RAPE, MURDER Summit County to charge new suspect



The inmate, who claims innocence, has failed five polygraph tests.
AKRON (AP) -- Now that new DNA evidence has freed a man convicted of murder and rape, authorities are building a case against another suspect with a history of violence who is serving a seven-year sentence for raping three girls younger than 10.
Summit County Prosecutor Sherri Bevan Walsh said Earl Gene Mann, 32, soon will be charged in the 1998 murder of Judith Johnson, 58, and the rape and beating of her then-6-year-old granddaughter.
The new DNA evidence showed that Clarence Elkins, 42, Johnson's son-in-law, could not have committed the crimes, Bill Canterbury, spokesman for Walsh, said Thursday when Elkins was released after seven years in prison.
Elkins, who shared the same cell pod at Mansfield Correctional Institution with Mann, helped secure a DNA sample by retrieving a cigarette butt used by Mann.
Mann's situation
Authorities also say Mann now admits to being in Johnson's house the day she was killed. The admission came after one of the five polygraph tests Mann flunked about the death.
But Mann has continued to proclaim innocence and said he does not know how DNA from the crime scene matched that on the cigarette butt.
In a letter to the Akron Beacon Journal in September, when his name emerged as a possible suspect, he said if "Summit County was up to its old tricks again," it need not hire a public defender. "I will be representing myself to ward off whatever this 'situation' may be."
At that time, he had not been questioned by police.
"What kind of situation could this possibly be? Well if it's that 'big' I guess I'll find out soon," he wrote.
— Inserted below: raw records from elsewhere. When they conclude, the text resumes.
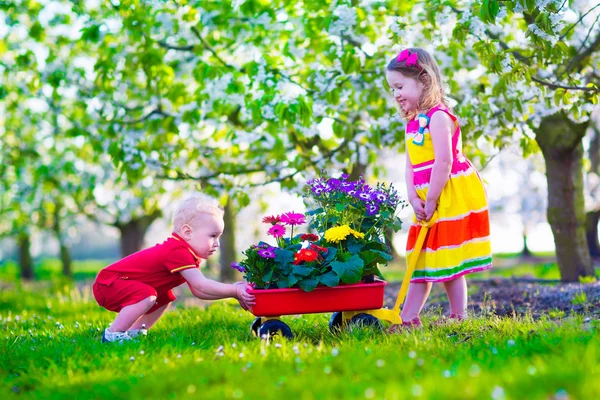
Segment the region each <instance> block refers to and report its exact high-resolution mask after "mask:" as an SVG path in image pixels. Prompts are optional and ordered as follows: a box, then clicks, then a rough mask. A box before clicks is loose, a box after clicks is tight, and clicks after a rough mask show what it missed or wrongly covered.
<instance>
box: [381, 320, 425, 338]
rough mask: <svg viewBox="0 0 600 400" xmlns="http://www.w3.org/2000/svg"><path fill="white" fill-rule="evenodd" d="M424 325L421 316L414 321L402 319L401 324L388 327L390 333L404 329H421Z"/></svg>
mask: <svg viewBox="0 0 600 400" xmlns="http://www.w3.org/2000/svg"><path fill="white" fill-rule="evenodd" d="M422 327H423V324H422V323H421V319H420V318H419V317H416V318H414V319H413V320H412V321H402V323H401V324H393V325H392V326H390V328H389V329H388V333H390V334H394V333H402V332H403V331H406V330H411V329H420V328H422Z"/></svg>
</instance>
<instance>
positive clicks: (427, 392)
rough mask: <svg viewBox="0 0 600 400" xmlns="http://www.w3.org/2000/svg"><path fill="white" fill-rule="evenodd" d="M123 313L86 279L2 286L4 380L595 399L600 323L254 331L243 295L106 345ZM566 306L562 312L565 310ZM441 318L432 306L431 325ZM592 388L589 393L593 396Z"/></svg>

Mann said he hardly talked to Elkins while they were in prison together. Mann was moved to the Toledo Correctional Institution last summer after attacking an inmate, attorneys say.
Mann grew up in Akron and dropped out of school in the 10th grade. He had three girls and, at times, lived with them and their mother on a street a couple of doors away from Johnson.
On June 7, 1998, Johnson's granddaughter, who often played with Mann's daughters, spent the night at Johnson's home. The next morning, after the attack, the granddaughter went to the home of the three girls for help.
At the same time, Mann had escaped a halfway house in Akron and was on his way to Coshocton where he has relatives.
He was arrested again, and while serving time for beating a man and robbing a 74-year-old man of his wallet, Mann was back in court in 2002, this time on charges accusing him of raping the three girls.